Re: mod_perl go boom, mod_cgi works
by saintmike (Vicar) on Mar 06, 2005 at 03:23 UTC
    You've already done a lot of investigative work, here's two more suggestions: Did you take a look at the core file with gdb? Even if it dies in different places, this might reveal a pattern. Also, is memory usage of the child growing over time?

    Also, you might want to capture all web input of a child until a crash, dump it and replay it. The problem should be reproducable then.
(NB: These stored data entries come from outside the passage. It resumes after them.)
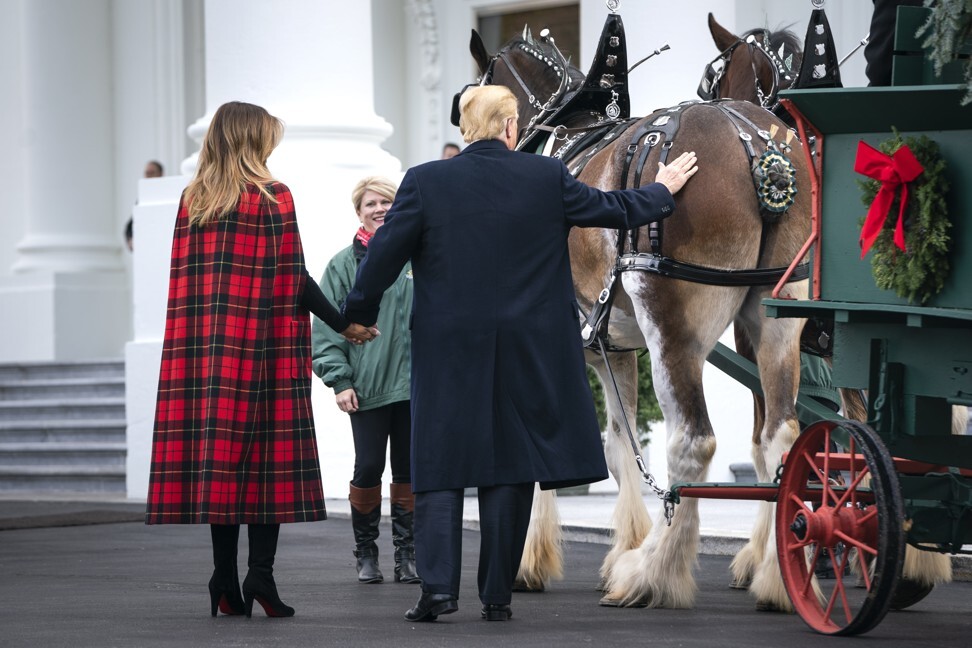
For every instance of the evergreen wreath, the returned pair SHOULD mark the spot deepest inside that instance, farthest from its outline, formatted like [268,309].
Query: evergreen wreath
[919,273]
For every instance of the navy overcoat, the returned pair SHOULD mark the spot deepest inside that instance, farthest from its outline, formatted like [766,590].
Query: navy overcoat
[499,389]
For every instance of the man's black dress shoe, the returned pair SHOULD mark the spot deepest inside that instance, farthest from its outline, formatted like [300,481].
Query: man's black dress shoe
[430,606]
[497,612]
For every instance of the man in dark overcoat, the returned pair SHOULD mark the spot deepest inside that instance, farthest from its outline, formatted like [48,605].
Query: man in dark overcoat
[500,398]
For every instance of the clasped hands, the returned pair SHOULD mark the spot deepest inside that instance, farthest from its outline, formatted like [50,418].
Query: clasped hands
[358,334]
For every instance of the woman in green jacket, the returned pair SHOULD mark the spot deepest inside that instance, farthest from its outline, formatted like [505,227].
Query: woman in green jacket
[372,385]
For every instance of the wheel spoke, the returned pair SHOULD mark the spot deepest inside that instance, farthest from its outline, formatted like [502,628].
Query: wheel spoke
[851,490]
[825,477]
[808,584]
[860,545]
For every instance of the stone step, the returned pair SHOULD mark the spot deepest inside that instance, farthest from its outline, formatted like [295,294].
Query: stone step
[62,409]
[60,370]
[74,479]
[63,455]
[64,431]
[59,388]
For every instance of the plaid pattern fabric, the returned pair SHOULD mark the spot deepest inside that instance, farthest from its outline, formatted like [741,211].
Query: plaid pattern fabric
[234,435]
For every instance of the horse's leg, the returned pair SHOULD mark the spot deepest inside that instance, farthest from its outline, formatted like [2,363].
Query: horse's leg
[744,564]
[630,521]
[659,572]
[923,570]
[543,557]
[777,346]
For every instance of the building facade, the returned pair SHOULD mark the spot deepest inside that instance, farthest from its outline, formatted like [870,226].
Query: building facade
[95,88]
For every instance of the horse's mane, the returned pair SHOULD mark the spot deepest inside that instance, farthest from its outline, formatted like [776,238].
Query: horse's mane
[791,42]
[574,75]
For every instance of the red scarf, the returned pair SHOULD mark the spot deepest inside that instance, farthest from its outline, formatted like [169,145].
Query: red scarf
[364,236]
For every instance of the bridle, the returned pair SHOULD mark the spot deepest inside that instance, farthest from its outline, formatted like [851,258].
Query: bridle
[545,110]
[783,75]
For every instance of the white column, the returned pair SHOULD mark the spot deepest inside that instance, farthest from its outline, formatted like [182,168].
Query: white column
[308,62]
[67,294]
[68,114]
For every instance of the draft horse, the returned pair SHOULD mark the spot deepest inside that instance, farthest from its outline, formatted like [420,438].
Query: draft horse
[719,229]
[754,67]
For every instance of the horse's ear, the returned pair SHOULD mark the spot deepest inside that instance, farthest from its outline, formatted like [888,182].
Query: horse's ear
[478,50]
[723,38]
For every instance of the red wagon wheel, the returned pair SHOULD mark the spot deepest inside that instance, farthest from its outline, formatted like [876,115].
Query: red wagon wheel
[844,506]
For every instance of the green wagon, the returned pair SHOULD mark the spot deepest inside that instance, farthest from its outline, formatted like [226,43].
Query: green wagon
[860,493]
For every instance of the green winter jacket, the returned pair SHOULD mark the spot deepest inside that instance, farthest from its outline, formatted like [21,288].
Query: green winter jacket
[378,370]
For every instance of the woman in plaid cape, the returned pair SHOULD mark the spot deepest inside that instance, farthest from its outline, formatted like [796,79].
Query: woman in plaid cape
[234,435]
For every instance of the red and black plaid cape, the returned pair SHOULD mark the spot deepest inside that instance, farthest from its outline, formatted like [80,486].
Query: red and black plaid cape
[234,434]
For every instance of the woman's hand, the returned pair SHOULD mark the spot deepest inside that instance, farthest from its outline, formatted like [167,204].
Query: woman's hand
[347,401]
[357,334]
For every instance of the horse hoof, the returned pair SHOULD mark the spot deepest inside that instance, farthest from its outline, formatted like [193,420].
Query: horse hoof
[908,593]
[523,586]
[610,602]
[740,583]
[768,606]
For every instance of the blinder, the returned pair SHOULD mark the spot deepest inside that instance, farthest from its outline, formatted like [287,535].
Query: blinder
[454,117]
[708,89]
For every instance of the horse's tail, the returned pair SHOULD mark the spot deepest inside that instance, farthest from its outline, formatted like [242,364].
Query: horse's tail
[854,404]
[543,552]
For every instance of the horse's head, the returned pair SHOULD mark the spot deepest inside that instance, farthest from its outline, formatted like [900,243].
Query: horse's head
[533,69]
[752,67]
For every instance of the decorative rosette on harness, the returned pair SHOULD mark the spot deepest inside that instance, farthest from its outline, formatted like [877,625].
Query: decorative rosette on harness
[775,180]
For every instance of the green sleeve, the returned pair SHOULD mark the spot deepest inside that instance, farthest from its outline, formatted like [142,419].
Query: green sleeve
[330,352]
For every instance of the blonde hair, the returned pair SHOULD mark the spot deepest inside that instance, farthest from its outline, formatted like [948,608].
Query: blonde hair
[483,112]
[380,185]
[234,154]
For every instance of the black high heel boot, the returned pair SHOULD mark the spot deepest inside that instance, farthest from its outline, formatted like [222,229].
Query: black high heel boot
[259,583]
[224,586]
[402,510]
[365,516]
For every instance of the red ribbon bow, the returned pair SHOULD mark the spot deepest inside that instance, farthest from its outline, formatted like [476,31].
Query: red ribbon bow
[892,171]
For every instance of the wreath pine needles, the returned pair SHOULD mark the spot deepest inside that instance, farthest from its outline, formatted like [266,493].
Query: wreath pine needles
[919,273]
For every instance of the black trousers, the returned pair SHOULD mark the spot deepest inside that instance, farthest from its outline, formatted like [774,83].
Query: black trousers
[373,430]
[880,42]
[504,515]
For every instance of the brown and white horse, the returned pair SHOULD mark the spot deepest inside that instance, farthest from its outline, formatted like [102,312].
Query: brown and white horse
[746,72]
[717,224]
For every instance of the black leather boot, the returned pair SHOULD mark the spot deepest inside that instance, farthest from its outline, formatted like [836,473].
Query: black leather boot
[224,586]
[365,516]
[259,583]
[402,508]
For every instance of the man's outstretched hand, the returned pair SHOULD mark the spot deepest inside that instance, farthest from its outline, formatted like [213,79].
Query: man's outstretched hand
[676,173]
[357,334]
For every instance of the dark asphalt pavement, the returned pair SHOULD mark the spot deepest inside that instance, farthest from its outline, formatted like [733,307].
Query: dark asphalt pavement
[126,584]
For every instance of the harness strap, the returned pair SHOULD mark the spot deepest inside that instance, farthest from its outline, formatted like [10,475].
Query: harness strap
[599,146]
[667,267]
[561,132]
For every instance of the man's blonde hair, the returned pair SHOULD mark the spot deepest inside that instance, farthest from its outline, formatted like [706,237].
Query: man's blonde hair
[381,186]
[483,112]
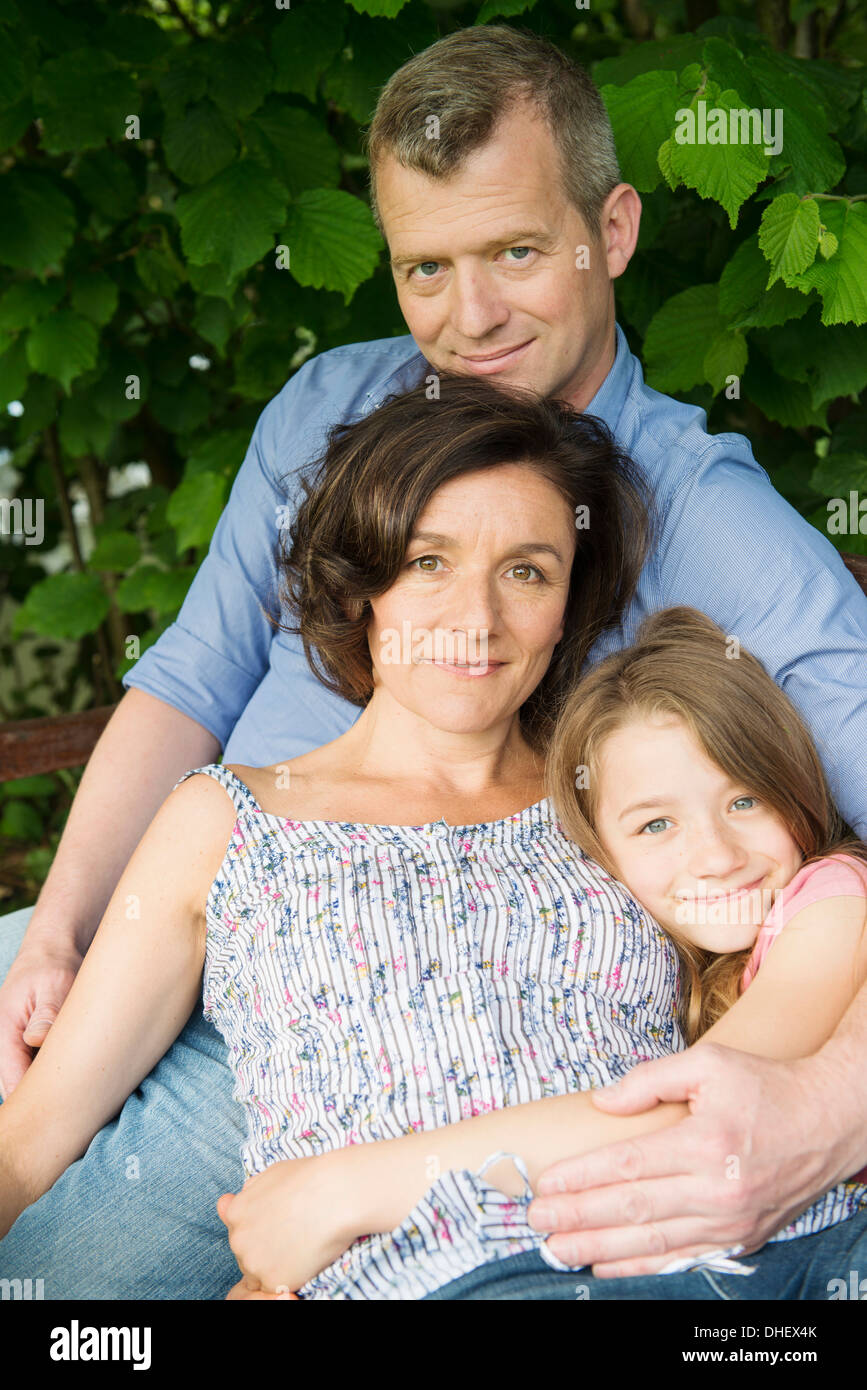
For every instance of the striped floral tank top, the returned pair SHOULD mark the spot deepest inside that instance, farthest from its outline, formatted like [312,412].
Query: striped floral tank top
[375,980]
Oh, and you were running Apache with just a single child, right?

Re: mod_perl go boom, mod_cgi works
by The Mad Hatter (Priest) on Mar 06, 2005 at 16:01 UTC
    Could you post the code here or put it somewhere we could get it? That might help facilitate review for tripfalls.
      Unfortunately, I can't post the full code, but I can mock up a pseudo-code example of exactly what I'm working with, which should be clear enough to find any tricky spots.
        Why you can't post the full code? Pseudo-code is unlikely to be any good in this case, but still post it just to cover your bases.
Re: mod_perl go boom, mod_cgi works
by jdalbec (Deacon) on Mar 07, 2005 at 01:58 UTC
    It sounds like you might be getting into an infinite loop that gradually exhausts memory. Try running single-threaded again, but this time after it stops responding let it keep running for a while and see if you get a crash.
Re: mod_perl go boom, mod_cgi works
by jk2addict (Chaplain) on Mar 07, 2005 at 04:05 UTC

    Just a thought, but have you tried building apache using the --disable-rule=EXPAT? I know AxKit (using LibXML/LibXSLT) segfaults under mod_perl when EXPAT is compiled into Apache. In fact, it's a known warning/check when compiling/installing AxKit.

    Most Apache ports in the ports on FreeBSD have this Makefile option too: WITHOUT_APACHE_EXPAT.

      Does this remove expat support? Or just rely on the external expat system library/headers instead?

        To be honest, I have no idea. Here's the mention on AxKit:

        There are currently some incompatibilities between the versions of expat loaded by Apache when compiled with RULE_EXPAT=yes (which is a default, unfortunately), and XML::Parser's copy of expat. This can cause sporadic segmentation faults in Apache's httpd processes. The solution is to recompile Apache with RULE_EXPAT=no (later Apache's have implemented this as --disable-rule=expat). If you have a recent mod_perl and use mod_perl's Makefile.PL DO_HTTPD=1 to compile Apache for you, this option will be enabled automatically for you.